How to count the number of values per column above a sequence of thresholds ?
i.e.: calculate for each column, the number of values above 100, then above 150, then above ... and store the results in a data frame ?
# Reproductible data
# (Original data is daily streamflow values organized in columns per year)
set.seed(1234)
data = data.frame("1915" = runif(365, min = 60, max = 400),
"1916" = runif(365, min = 60, max = 400),
"1917" = runif(365, min = 60, max = 400))
# my code chunck
mymin = 75
mymax = 400
my step = 25
apply(data, 2, function (x) {
for(i in seq(mymin,mymax,mystep)) {
res = (sum(x > i)) # or nrow(data[x > i,])
return(res)
}
})
This code works well for one iteration, but I can't store the result of each iteration in a data frame.

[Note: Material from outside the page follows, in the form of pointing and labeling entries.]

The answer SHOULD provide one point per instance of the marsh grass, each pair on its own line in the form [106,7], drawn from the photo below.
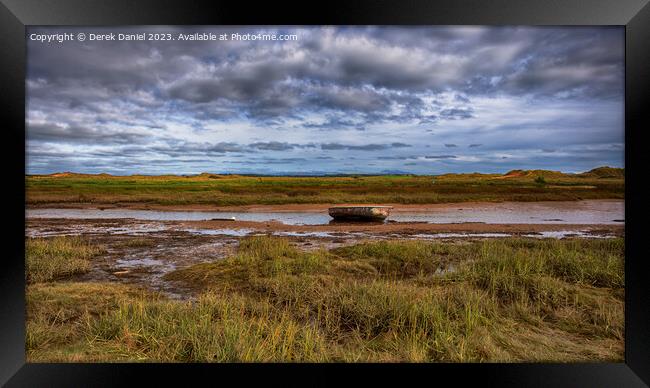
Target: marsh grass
[48,259]
[507,300]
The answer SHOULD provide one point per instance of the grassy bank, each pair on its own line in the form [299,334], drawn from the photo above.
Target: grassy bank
[57,257]
[230,190]
[494,300]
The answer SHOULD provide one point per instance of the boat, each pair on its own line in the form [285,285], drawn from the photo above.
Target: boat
[359,213]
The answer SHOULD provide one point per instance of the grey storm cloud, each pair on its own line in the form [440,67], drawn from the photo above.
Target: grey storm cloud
[79,134]
[379,91]
[365,147]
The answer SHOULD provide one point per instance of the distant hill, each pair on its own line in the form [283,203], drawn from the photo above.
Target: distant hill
[605,172]
[534,174]
[599,172]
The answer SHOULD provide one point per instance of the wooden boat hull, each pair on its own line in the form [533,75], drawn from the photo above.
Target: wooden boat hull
[359,213]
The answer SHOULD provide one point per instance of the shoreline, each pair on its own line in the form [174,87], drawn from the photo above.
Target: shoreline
[397,207]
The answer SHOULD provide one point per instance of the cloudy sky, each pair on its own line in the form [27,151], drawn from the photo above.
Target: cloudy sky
[336,100]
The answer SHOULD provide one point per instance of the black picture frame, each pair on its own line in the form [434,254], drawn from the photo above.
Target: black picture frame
[16,14]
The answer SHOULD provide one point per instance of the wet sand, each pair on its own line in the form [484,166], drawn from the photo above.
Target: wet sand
[397,207]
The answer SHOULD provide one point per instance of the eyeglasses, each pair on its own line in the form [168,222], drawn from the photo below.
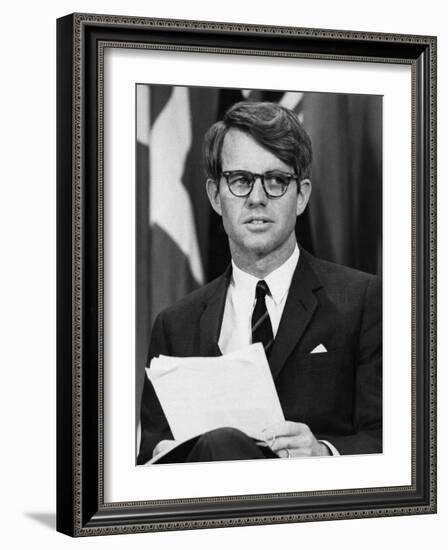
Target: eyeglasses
[241,182]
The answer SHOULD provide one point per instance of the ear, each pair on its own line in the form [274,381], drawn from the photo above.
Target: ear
[303,195]
[212,188]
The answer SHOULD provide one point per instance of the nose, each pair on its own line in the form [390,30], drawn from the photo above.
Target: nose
[257,195]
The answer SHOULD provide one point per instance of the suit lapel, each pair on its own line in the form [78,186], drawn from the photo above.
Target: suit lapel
[211,318]
[299,310]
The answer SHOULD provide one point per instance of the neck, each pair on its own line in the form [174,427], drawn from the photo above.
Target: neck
[259,265]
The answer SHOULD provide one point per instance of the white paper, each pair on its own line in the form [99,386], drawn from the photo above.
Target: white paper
[199,394]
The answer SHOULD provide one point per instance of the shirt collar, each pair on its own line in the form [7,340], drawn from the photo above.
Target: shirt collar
[278,280]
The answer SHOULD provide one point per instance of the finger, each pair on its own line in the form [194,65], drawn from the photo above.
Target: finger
[294,453]
[284,428]
[292,442]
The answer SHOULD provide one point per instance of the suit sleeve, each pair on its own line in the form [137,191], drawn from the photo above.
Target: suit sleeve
[154,426]
[367,406]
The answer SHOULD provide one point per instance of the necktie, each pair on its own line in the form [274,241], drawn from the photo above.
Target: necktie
[261,323]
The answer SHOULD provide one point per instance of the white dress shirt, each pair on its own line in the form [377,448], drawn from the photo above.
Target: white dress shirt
[236,328]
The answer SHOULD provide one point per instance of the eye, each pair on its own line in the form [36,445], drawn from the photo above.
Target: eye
[276,179]
[239,178]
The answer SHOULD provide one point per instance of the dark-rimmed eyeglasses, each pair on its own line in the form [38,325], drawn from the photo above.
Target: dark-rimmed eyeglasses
[241,182]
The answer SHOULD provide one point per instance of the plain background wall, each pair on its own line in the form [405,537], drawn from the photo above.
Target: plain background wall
[27,291]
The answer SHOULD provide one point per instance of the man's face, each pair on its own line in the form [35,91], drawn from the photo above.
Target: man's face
[257,226]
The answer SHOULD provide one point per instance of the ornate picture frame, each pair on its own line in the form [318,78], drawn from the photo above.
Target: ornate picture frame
[82,509]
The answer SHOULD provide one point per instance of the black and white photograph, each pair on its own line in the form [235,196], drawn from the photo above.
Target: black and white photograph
[258,265]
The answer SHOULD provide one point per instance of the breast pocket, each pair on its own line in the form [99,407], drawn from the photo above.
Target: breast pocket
[318,388]
[332,359]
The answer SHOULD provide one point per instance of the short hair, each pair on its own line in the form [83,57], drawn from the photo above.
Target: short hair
[272,126]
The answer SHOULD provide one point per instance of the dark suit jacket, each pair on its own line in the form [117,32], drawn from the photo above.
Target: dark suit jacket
[337,393]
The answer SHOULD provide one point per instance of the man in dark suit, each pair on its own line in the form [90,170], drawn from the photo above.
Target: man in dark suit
[320,323]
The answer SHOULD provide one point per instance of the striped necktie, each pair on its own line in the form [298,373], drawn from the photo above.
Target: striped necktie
[261,322]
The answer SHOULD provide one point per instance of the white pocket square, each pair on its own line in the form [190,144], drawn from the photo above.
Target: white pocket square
[319,349]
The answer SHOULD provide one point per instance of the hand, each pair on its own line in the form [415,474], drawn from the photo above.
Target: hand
[290,439]
[164,445]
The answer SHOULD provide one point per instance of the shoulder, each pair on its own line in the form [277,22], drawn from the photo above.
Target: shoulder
[338,274]
[342,282]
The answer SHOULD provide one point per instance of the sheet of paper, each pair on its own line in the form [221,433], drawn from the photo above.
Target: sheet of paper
[199,394]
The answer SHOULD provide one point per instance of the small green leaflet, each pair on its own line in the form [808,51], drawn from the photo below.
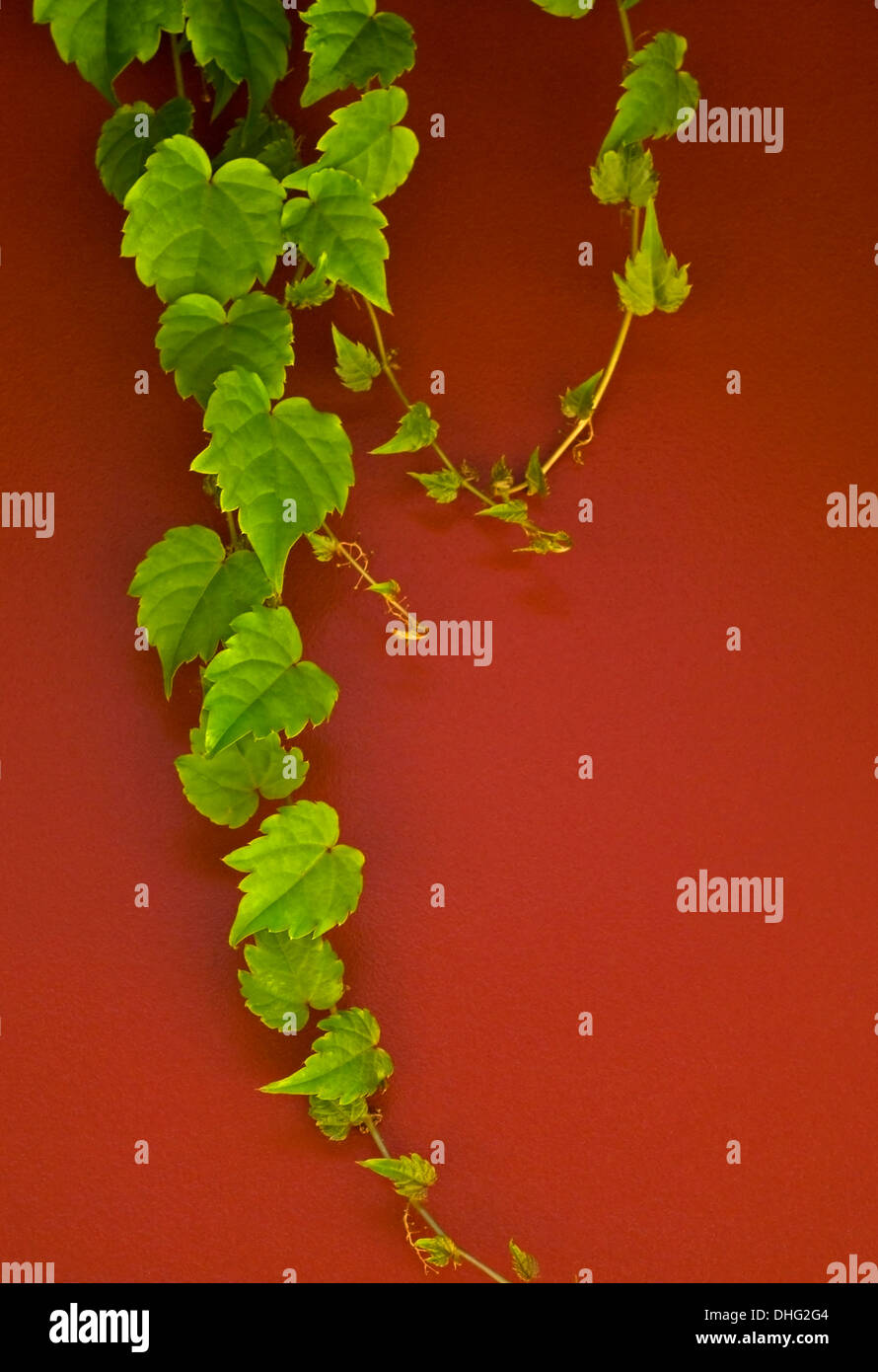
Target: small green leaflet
[283,470]
[199,341]
[346,1063]
[287,975]
[103,36]
[536,477]
[541,541]
[523,1263]
[339,224]
[502,479]
[312,289]
[248,40]
[190,233]
[323,548]
[579,402]
[411,1175]
[265,137]
[128,139]
[355,364]
[336,1121]
[416,431]
[189,593]
[227,787]
[653,94]
[366,144]
[439,1250]
[350,44]
[513,512]
[624,176]
[259,686]
[441,486]
[567,9]
[299,877]
[652,280]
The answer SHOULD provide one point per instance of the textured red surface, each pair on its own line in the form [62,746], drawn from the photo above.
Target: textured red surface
[608,1153]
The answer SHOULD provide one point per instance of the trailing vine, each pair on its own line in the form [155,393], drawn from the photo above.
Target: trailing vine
[203,231]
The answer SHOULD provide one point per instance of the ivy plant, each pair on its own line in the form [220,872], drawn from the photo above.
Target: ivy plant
[207,231]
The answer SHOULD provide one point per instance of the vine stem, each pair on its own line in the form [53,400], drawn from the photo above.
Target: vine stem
[234,533]
[343,551]
[427,1217]
[175,53]
[392,376]
[608,370]
[625,28]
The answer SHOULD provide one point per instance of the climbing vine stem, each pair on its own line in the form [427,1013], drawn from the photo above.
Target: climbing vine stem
[427,1217]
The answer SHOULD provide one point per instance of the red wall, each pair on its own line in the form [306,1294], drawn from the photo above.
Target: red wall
[610,1153]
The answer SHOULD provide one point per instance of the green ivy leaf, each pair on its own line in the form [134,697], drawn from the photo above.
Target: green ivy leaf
[523,1263]
[355,364]
[103,36]
[122,151]
[189,593]
[263,458]
[441,1250]
[259,686]
[579,402]
[190,233]
[536,477]
[339,224]
[346,1063]
[411,1175]
[512,512]
[265,137]
[336,1121]
[350,44]
[652,280]
[225,788]
[248,40]
[441,486]
[197,341]
[567,9]
[299,877]
[655,90]
[416,431]
[624,176]
[366,144]
[287,975]
[313,289]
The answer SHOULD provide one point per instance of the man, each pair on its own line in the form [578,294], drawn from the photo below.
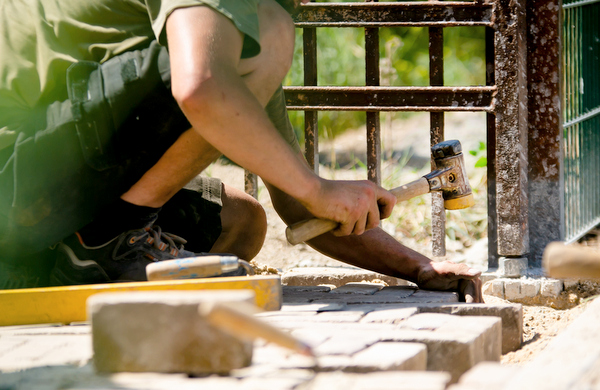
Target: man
[68,168]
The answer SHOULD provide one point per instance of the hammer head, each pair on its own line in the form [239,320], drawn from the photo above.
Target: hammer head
[450,175]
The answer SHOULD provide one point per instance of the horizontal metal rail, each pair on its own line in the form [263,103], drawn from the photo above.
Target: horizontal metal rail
[433,14]
[436,99]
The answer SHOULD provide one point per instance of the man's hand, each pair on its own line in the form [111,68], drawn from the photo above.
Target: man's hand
[451,276]
[356,205]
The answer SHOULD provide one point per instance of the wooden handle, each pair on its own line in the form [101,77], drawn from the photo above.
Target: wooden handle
[237,319]
[311,228]
[562,261]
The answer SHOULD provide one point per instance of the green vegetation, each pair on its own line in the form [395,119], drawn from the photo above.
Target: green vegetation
[404,62]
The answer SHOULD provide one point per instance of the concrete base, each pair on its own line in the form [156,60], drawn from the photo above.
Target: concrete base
[512,267]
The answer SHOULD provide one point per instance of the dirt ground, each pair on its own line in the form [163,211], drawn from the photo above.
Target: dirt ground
[540,323]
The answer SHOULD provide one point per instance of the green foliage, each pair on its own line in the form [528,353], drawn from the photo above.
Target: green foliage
[404,61]
[481,154]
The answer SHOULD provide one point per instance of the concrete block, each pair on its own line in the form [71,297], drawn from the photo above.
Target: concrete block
[314,276]
[512,289]
[551,288]
[389,316]
[163,332]
[379,380]
[486,375]
[358,288]
[454,343]
[511,316]
[512,267]
[530,288]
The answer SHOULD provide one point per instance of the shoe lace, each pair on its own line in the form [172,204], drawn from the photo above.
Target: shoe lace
[163,241]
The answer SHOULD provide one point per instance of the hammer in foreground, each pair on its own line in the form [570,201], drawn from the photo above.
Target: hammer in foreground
[449,177]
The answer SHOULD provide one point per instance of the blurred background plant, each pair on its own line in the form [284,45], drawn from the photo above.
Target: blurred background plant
[404,62]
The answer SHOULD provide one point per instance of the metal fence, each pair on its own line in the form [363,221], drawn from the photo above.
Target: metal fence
[581,115]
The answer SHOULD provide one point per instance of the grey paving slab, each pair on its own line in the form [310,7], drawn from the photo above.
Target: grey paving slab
[358,288]
[574,354]
[511,315]
[389,316]
[486,375]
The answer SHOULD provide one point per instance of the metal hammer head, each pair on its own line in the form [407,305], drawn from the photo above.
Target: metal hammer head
[450,175]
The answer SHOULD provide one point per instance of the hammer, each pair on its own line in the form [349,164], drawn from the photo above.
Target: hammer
[449,177]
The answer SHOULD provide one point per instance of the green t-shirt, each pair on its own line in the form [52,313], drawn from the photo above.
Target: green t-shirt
[40,39]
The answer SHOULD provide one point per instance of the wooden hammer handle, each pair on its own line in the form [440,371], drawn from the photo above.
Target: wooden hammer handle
[311,228]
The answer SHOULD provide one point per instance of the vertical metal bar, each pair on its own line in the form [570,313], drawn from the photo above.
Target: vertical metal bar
[491,156]
[545,166]
[251,184]
[511,129]
[436,78]
[311,118]
[373,118]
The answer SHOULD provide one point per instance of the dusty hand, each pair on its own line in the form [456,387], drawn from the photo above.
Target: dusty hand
[449,276]
[356,205]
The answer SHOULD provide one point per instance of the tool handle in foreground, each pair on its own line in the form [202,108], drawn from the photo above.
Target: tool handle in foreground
[311,228]
[562,261]
[237,320]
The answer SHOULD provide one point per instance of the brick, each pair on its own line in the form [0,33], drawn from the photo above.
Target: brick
[512,289]
[163,332]
[486,375]
[313,307]
[380,381]
[530,288]
[511,316]
[358,288]
[314,276]
[572,356]
[512,267]
[347,343]
[551,288]
[28,351]
[390,356]
[389,316]
[455,344]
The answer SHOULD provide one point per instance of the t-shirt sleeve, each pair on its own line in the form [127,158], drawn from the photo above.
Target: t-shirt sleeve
[243,13]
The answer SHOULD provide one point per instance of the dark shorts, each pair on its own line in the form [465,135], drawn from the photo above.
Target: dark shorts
[119,120]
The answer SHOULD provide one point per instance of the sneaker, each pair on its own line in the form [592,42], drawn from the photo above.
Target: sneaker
[122,259]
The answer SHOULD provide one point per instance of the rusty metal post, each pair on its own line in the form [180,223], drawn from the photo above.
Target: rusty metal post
[546,196]
[436,124]
[251,184]
[311,118]
[491,156]
[511,135]
[373,118]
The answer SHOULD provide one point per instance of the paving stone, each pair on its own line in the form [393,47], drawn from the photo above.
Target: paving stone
[512,289]
[454,343]
[570,357]
[313,307]
[390,356]
[486,375]
[358,288]
[347,343]
[22,352]
[314,276]
[530,288]
[551,288]
[389,316]
[380,380]
[511,315]
[163,332]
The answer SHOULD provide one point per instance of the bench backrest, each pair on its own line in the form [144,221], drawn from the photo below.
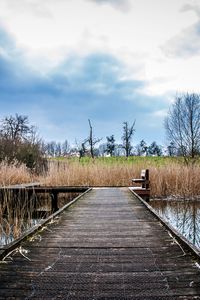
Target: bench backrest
[145,175]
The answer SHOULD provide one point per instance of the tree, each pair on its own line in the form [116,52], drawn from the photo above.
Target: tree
[127,137]
[16,128]
[92,141]
[65,147]
[171,149]
[183,125]
[110,145]
[19,141]
[141,148]
[154,149]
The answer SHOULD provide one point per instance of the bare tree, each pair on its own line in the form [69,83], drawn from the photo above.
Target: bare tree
[92,141]
[183,125]
[127,137]
[110,144]
[17,128]
[19,141]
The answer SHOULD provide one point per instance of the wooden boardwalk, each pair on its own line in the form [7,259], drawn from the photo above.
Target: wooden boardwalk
[106,246]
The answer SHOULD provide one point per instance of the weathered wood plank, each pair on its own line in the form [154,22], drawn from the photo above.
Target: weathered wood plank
[106,246]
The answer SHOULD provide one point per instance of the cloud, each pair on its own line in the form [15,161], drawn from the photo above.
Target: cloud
[60,102]
[123,5]
[185,44]
[31,7]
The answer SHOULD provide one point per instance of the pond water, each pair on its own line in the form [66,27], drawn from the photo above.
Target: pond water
[184,216]
[19,214]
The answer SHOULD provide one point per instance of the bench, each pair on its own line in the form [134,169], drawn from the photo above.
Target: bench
[144,189]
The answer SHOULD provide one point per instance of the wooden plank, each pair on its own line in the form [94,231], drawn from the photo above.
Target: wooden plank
[105,246]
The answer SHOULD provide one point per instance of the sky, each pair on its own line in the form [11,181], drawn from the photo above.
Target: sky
[63,62]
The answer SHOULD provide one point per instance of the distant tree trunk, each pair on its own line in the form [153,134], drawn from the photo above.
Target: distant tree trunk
[92,140]
[183,125]
[127,136]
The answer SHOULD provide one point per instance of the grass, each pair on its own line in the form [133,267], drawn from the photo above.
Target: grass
[168,176]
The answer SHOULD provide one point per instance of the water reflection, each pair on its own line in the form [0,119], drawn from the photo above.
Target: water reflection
[182,215]
[19,212]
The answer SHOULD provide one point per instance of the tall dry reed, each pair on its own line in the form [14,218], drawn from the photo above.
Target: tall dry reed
[14,173]
[168,179]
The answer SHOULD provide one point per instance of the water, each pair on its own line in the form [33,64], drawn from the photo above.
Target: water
[184,216]
[19,214]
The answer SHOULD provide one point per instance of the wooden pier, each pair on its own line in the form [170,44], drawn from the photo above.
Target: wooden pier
[107,245]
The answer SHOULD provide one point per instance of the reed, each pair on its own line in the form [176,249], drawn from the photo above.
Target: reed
[167,177]
[14,173]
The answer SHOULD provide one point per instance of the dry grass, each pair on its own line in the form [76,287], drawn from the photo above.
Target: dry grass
[14,173]
[169,178]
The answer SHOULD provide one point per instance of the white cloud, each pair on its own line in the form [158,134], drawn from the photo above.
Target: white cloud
[49,31]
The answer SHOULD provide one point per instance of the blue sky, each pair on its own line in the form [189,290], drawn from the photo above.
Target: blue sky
[64,61]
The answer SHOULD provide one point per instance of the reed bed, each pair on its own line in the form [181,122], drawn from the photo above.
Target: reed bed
[167,177]
[14,173]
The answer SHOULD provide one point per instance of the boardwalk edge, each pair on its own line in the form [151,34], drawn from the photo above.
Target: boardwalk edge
[181,240]
[7,249]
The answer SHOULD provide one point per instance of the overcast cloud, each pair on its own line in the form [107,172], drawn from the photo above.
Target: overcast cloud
[62,62]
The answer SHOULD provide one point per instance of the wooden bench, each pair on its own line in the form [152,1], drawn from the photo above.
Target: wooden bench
[144,189]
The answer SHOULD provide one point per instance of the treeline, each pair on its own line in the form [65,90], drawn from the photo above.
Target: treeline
[19,140]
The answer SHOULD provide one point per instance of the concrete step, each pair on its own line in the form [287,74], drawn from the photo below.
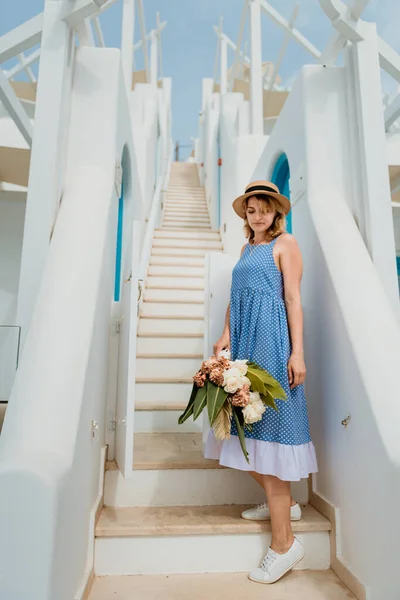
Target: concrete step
[196,540]
[163,366]
[183,214]
[164,421]
[187,235]
[170,282]
[187,244]
[187,227]
[187,327]
[173,295]
[170,309]
[162,344]
[297,585]
[174,252]
[179,261]
[173,395]
[175,271]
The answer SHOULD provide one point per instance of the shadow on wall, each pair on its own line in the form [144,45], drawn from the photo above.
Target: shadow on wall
[281,176]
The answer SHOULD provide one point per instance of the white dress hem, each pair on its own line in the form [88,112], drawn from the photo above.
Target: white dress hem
[288,463]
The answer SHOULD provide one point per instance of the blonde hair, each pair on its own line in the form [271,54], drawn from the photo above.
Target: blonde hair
[279,223]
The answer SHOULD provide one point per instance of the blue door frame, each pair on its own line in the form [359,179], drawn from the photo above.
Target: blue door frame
[281,176]
[118,257]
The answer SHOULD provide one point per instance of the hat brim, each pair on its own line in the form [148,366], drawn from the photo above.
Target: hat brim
[240,210]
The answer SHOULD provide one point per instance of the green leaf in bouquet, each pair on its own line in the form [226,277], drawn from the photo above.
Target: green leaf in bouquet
[189,409]
[200,402]
[216,397]
[268,400]
[263,382]
[239,426]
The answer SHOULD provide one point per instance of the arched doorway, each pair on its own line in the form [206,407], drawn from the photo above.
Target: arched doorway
[281,176]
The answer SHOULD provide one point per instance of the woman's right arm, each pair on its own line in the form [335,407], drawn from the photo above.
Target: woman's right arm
[224,341]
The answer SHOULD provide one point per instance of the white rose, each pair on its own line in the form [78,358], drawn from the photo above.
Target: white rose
[255,397]
[253,412]
[241,365]
[232,379]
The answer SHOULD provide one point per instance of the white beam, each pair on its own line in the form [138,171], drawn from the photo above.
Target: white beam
[392,112]
[26,68]
[357,31]
[284,23]
[239,43]
[231,44]
[389,59]
[256,87]
[21,38]
[15,109]
[358,8]
[158,31]
[128,32]
[75,13]
[99,32]
[48,148]
[224,66]
[285,44]
[371,152]
[153,57]
[144,37]
[218,53]
[85,33]
[33,57]
[139,44]
[333,48]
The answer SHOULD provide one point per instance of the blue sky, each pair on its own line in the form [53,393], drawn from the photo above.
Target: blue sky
[189,43]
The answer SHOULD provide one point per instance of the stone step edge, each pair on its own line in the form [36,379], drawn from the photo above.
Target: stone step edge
[177,334]
[194,520]
[173,317]
[147,406]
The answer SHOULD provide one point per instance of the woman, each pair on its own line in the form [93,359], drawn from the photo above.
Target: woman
[264,324]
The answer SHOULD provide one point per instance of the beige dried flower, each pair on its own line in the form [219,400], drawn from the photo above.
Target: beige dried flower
[241,398]
[209,365]
[217,376]
[199,379]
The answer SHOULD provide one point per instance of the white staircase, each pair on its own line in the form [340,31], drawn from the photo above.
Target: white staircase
[180,513]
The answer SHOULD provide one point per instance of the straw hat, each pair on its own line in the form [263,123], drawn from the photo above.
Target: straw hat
[255,188]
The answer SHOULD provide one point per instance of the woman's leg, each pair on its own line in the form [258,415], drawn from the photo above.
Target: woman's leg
[260,480]
[279,499]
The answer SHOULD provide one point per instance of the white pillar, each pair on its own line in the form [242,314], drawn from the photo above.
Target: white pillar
[154,57]
[128,29]
[48,155]
[224,66]
[375,185]
[256,90]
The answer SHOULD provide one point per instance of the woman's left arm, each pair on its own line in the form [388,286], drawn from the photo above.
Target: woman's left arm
[292,269]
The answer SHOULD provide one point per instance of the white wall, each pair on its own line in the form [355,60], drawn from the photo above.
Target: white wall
[12,214]
[212,116]
[145,122]
[351,334]
[47,452]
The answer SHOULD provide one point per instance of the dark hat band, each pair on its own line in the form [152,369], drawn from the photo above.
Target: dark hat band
[261,188]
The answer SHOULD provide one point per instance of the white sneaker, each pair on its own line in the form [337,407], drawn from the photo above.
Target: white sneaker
[274,566]
[262,513]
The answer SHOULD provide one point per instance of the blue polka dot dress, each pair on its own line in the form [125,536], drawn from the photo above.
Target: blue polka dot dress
[280,443]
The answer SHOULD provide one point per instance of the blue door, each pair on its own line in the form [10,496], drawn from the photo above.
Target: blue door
[281,176]
[118,257]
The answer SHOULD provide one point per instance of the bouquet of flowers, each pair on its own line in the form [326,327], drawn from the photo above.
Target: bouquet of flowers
[238,390]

I also tried approaches such as :
for (i in 1:n){
seuil = seq(mymin, mymax, my step)
lapply(data, function(x) {
res [[i]] = nrow(data[ x > seuil[i], ])
return(res)}
})
Which does not work really well...
The output would be something like :
year | n value above 75 | n values above 100 | n value above ... |
---|---|---|---|
1915 | 348 | 329 | ... |
1916 | 351 | 325 | ... |
... | ... | ... | ... |
Thanks for your comments and suggestions :)